Purpose: The purpose of the study is to determine if the use of a proton pump inhibitor (PPI) is associated with an increased fracture risk, as some prior studies have suggested.
Methods: This retrospective cohort study included data on 4438 participants aged 65 and older who had no fracture in the year prior to baseline and had ≥5 years of enrollment history in Kaiser Permanente Washington, an integrated healthcare delivery system in Seattle, WA, during 1994 to 2014. Time-varying cumulative exposure to PPIs was determined from automated pharmacy data by summing standard daily doses (SDDs) across fills, and patients were categorized as no use (reference group, ≤30 SDD), light use (31-540 SDD), moderate use (541-1080 SDD), and heavy use (≥1081 SDD). Incident fractures were assessed using International Classification of Diseases, Ninth Revision codes from electronic medical records.

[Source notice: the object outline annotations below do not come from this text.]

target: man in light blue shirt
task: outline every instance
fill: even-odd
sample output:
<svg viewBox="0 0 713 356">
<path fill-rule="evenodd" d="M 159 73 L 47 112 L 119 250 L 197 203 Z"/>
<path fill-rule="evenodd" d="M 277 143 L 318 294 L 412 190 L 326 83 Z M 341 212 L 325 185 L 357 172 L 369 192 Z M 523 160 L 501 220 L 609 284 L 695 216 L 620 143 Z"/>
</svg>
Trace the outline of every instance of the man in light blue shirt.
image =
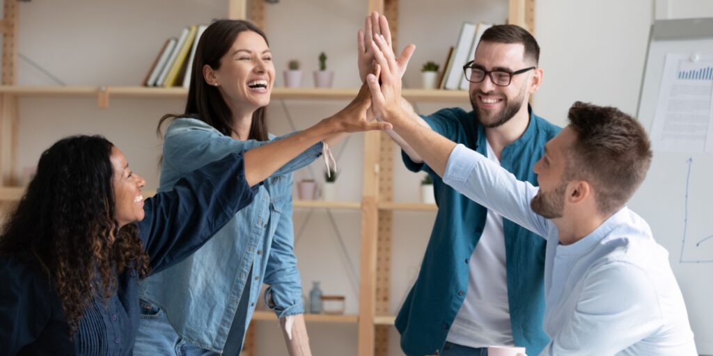
<svg viewBox="0 0 713 356">
<path fill-rule="evenodd" d="M 695 355 L 668 253 L 625 206 L 652 156 L 643 127 L 614 108 L 575 103 L 570 124 L 535 165 L 540 187 L 424 127 L 400 105 L 401 80 L 382 36 L 371 43 L 375 115 L 443 182 L 547 241 L 540 355 Z"/>
</svg>

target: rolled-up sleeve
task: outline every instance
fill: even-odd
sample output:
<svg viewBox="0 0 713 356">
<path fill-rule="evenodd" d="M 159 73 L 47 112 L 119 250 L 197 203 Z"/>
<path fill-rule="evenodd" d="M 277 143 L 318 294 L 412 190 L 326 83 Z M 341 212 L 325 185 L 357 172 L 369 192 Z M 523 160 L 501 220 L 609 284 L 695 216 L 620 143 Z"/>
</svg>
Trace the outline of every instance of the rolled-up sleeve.
<svg viewBox="0 0 713 356">
<path fill-rule="evenodd" d="M 185 174 L 173 189 L 146 199 L 145 216 L 137 225 L 151 273 L 198 249 L 252 201 L 256 189 L 245 180 L 242 154 L 230 154 Z"/>
<path fill-rule="evenodd" d="M 163 164 L 180 174 L 191 172 L 207 162 L 218 160 L 231 153 L 247 151 L 289 137 L 290 133 L 269 141 L 234 140 L 207 124 L 183 118 L 169 126 L 163 145 Z M 280 167 L 271 177 L 294 172 L 322 155 L 322 142 L 317 142 Z"/>
<path fill-rule="evenodd" d="M 443 183 L 468 199 L 537 234 L 548 236 L 549 220 L 538 215 L 530 201 L 539 189 L 522 182 L 494 162 L 458 145 L 451 152 Z"/>
<path fill-rule="evenodd" d="M 289 179 L 288 184 L 292 186 L 291 175 Z M 297 269 L 297 258 L 294 256 L 293 226 L 290 197 L 282 207 L 265 269 L 265 283 L 269 286 L 265 290 L 265 304 L 275 311 L 277 318 L 304 313 L 302 280 Z"/>
</svg>

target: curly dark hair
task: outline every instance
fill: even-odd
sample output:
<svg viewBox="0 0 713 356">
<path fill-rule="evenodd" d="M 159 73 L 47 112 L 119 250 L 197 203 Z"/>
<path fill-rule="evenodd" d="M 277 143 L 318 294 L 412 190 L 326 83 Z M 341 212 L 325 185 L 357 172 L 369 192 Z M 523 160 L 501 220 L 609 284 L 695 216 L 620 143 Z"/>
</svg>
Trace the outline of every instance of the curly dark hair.
<svg viewBox="0 0 713 356">
<path fill-rule="evenodd" d="M 94 298 L 107 303 L 127 268 L 148 271 L 136 226 L 118 229 L 113 218 L 113 147 L 81 135 L 43 152 L 0 234 L 0 254 L 37 263 L 56 288 L 71 335 Z"/>
</svg>

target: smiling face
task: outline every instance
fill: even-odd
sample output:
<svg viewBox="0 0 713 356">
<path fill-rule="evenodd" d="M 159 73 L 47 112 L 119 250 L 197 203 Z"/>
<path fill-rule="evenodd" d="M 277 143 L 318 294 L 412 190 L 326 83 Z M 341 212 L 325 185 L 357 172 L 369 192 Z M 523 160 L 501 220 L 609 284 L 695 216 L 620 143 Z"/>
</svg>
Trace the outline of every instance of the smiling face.
<svg viewBox="0 0 713 356">
<path fill-rule="evenodd" d="M 143 178 L 131 172 L 124 154 L 116 147 L 111 149 L 111 166 L 114 174 L 111 184 L 114 189 L 114 220 L 119 228 L 134 221 L 143 220 L 143 196 L 141 187 L 146 183 Z"/>
<path fill-rule="evenodd" d="M 476 50 L 473 67 L 491 71 L 514 72 L 534 66 L 524 58 L 522 43 L 481 42 Z M 513 118 L 520 110 L 527 110 L 528 93 L 533 88 L 533 76 L 541 70 L 528 71 L 513 76 L 510 85 L 502 87 L 493 83 L 489 75 L 480 83 L 471 83 L 470 97 L 473 110 L 486 127 L 497 127 Z M 535 78 L 537 79 L 537 78 Z"/>
<path fill-rule="evenodd" d="M 223 99 L 232 108 L 255 111 L 270 103 L 275 83 L 272 53 L 265 38 L 257 33 L 238 33 L 228 51 L 214 70 L 203 68 L 205 81 L 217 85 Z"/>
<path fill-rule="evenodd" d="M 565 127 L 545 145 L 545 155 L 533 170 L 537 174 L 540 191 L 530 202 L 533 211 L 547 219 L 564 215 L 565 197 L 570 182 L 565 179 L 567 170 L 567 151 L 574 145 L 576 135 L 569 127 Z"/>
</svg>

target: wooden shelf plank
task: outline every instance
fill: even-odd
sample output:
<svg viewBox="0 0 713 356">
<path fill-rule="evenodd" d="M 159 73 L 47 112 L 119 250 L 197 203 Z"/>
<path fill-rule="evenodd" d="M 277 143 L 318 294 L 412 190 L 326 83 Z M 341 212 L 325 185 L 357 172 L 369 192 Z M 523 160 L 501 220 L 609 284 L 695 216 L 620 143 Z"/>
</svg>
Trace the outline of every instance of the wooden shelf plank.
<svg viewBox="0 0 713 356">
<path fill-rule="evenodd" d="M 253 320 L 277 320 L 277 317 L 272 311 L 255 310 L 252 315 Z M 356 324 L 359 323 L 359 315 L 346 314 L 333 315 L 331 314 L 304 314 L 304 321 L 307 323 L 341 323 Z"/>
<path fill-rule="evenodd" d="M 0 85 L 0 93 L 18 96 L 94 96 L 100 86 Z M 183 99 L 188 90 L 181 87 L 148 88 L 142 86 L 106 86 L 114 98 L 149 98 Z M 352 100 L 355 88 L 274 88 L 272 98 L 284 100 Z M 467 101 L 465 90 L 404 89 L 402 95 L 411 101 Z"/>
<path fill-rule="evenodd" d="M 56 85 L 0 85 L 0 94 L 14 94 L 18 96 L 91 96 L 96 95 L 98 86 Z"/>
<path fill-rule="evenodd" d="M 379 203 L 379 209 L 435 211 L 438 209 L 438 207 L 435 204 L 381 201 Z"/>
<path fill-rule="evenodd" d="M 374 323 L 377 325 L 393 325 L 396 320 L 396 315 L 376 315 L 374 317 Z"/>
<path fill-rule="evenodd" d="M 0 187 L 0 201 L 17 201 L 24 194 L 24 187 Z"/>
<path fill-rule="evenodd" d="M 349 209 L 358 210 L 361 209 L 361 201 L 326 201 L 324 200 L 295 200 L 292 205 L 296 208 L 329 208 Z"/>
</svg>

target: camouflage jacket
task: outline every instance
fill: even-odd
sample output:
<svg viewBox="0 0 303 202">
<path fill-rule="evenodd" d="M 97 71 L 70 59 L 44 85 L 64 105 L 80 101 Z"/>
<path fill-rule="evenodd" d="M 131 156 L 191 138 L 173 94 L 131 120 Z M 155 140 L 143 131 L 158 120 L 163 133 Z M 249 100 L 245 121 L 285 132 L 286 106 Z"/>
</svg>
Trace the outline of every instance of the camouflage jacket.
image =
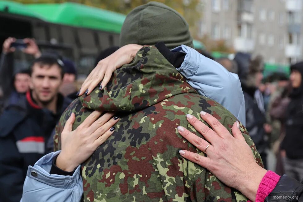
<svg viewBox="0 0 303 202">
<path fill-rule="evenodd" d="M 76 114 L 74 129 L 96 110 L 117 112 L 121 119 L 113 135 L 82 165 L 84 201 L 247 200 L 179 154 L 182 149 L 204 155 L 177 132 L 179 125 L 196 132 L 186 114 L 201 120 L 200 111 L 211 113 L 230 131 L 236 119 L 197 94 L 155 47 L 142 49 L 131 63 L 114 72 L 104 91 L 96 88 L 74 101 L 57 127 L 55 151 L 71 112 Z M 241 129 L 262 165 L 247 131 Z"/>
</svg>

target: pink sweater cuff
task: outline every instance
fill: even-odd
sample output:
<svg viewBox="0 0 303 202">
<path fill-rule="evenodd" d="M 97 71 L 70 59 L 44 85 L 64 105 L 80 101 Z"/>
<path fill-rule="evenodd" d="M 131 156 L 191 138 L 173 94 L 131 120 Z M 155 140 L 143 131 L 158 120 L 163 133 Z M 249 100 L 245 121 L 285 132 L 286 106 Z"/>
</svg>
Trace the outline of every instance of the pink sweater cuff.
<svg viewBox="0 0 303 202">
<path fill-rule="evenodd" d="M 281 177 L 271 170 L 267 171 L 259 185 L 256 196 L 256 202 L 263 202 L 275 187 Z"/>
</svg>

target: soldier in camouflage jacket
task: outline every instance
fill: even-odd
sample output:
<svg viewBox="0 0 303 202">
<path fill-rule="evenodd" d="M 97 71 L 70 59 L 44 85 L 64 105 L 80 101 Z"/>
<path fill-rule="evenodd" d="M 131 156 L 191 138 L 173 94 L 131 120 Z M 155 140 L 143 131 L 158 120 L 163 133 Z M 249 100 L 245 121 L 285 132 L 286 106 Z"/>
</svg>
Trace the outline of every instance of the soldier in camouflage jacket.
<svg viewBox="0 0 303 202">
<path fill-rule="evenodd" d="M 81 165 L 84 201 L 247 200 L 179 154 L 185 149 L 204 155 L 177 131 L 179 125 L 195 131 L 186 114 L 201 120 L 199 112 L 208 112 L 230 130 L 236 119 L 197 94 L 155 47 L 141 49 L 114 72 L 104 91 L 96 88 L 73 102 L 57 127 L 55 150 L 70 113 L 76 114 L 75 128 L 95 110 L 118 112 L 121 119 L 117 131 Z M 262 165 L 246 129 L 241 130 Z"/>
</svg>

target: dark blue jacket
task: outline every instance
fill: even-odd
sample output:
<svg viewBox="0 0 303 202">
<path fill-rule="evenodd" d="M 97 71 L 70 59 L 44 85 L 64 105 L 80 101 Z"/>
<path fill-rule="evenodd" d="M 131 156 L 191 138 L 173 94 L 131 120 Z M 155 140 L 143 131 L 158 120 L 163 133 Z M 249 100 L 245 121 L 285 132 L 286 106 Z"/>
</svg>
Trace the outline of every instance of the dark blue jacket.
<svg viewBox="0 0 303 202">
<path fill-rule="evenodd" d="M 41 109 L 30 93 L 0 116 L 0 202 L 19 201 L 29 165 L 46 154 L 46 144 L 71 101 L 60 95 L 58 113 Z"/>
</svg>

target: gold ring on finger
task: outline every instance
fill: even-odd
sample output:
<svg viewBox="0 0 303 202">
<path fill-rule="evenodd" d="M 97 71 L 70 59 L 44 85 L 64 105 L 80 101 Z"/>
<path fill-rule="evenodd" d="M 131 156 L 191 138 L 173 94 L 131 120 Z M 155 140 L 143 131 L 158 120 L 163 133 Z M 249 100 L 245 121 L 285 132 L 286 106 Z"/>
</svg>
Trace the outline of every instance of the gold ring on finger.
<svg viewBox="0 0 303 202">
<path fill-rule="evenodd" d="M 208 148 L 208 147 L 210 145 L 211 145 L 211 144 L 208 144 L 208 145 L 207 146 L 206 146 L 206 148 L 205 148 L 205 151 L 203 152 L 203 153 L 204 153 L 205 154 L 206 153 L 206 150 L 207 149 L 207 148 Z"/>
</svg>

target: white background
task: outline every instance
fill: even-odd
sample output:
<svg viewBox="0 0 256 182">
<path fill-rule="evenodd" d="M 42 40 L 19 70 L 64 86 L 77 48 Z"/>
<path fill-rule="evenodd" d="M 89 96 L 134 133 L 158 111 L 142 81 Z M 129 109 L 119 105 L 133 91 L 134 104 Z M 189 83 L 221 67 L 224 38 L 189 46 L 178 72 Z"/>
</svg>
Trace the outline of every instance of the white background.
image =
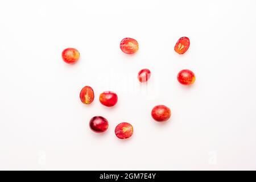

Potential confounders, chosen a priori, were assessed at baseline and at each 2-year follow-up visit. Fracture risk was analyzed using a Cox proportional hazards model.
Results: Over a mean follow-up of 6.1 years, 802 (18.1%) participants experienced a fracture. No overall association was found between PPI use and fracture risk. Adjusted hazard ratios comparing users to the referent category were 1.08 (95% CI 0.83-1.40) for light users, 1.31 (95% CI 0.86-1.95) for moderate users, and 0.95 (95% CI 0.68-1.34) for heavy users. Among patients with SSD > 30, no appreciable increase in fracture risk was present in persons with recent versus distant use (adjusted hazard ratio of 1.14 [95% CI 0.91-1.42]).
Conclusions: No association was observed between PPI use and fracture risk among older adults.
Keywords: comorbidity; fracture; medications; older adult; pharmacoepidemiology; proton pump inhibitor.